Last night I brought the Jeep and canoe and supper out so that we could fish the little lake here in this woods. It is a deep, dark pool of water with no grasses or lily pads in it. At dusk the quiet surface is broken again and again all around our silent canoe by fish. We see the silvery flash of their tails many times. They're feeding but not on worms on a hook.
We were entranced by the lovely quiet, the two of us in our canoe suspended in the middle, hung in glass between two worlds: the sky and trees mirrored perfectly all around, the tangible up, the reflection down. I always think I should be able to describe this place in words. Stepping into a mirror sort of says it. But this is real.
We heard a deer coming down to the water toward us. It must have sensed us last minute. We didn't get to see it, but it snorted noisily and left silently.
After we proved that the fish in our lake were of a species impervious to worm and hook we spent a couple of hours logging and then smoothing the muddy logging road. Home by eleven.

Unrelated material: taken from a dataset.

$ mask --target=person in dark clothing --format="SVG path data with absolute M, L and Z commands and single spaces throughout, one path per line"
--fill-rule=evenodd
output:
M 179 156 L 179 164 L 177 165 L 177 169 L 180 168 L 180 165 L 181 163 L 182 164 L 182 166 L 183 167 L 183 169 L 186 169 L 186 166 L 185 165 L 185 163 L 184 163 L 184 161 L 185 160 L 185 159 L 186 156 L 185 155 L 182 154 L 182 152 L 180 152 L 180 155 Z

On this job he has seventeen sorts: bass wood pulp, bass wood logs, maple pulp, maple logs, white birch pulp, white birch logs, ash pulp, ash logs, oak pulp, bolts, and logs, red pine random logs, bolts, and pulp, white pine logs, bolts, and pulp. He knows them all by their bark, woodcolor, saw dust color, how the shredded bark acts and looks, every species distinctive to his experienced eye.
Its dark now with the late hour and the heavily overcast sky, the storm moving in. The bright lights of the machine create a big golden pool of light around us. We are safe and big and invincible here in our ponderous tracking over stumps and knolls and brush, the golden pool ever over us showing the way. Dust and bugs roil just on the other side of the glass, but the air we breathe here is clean and cool.
At the edges of our light the trees stand tall, inky darkness just behind them. We'll go home as soon as the rain starts.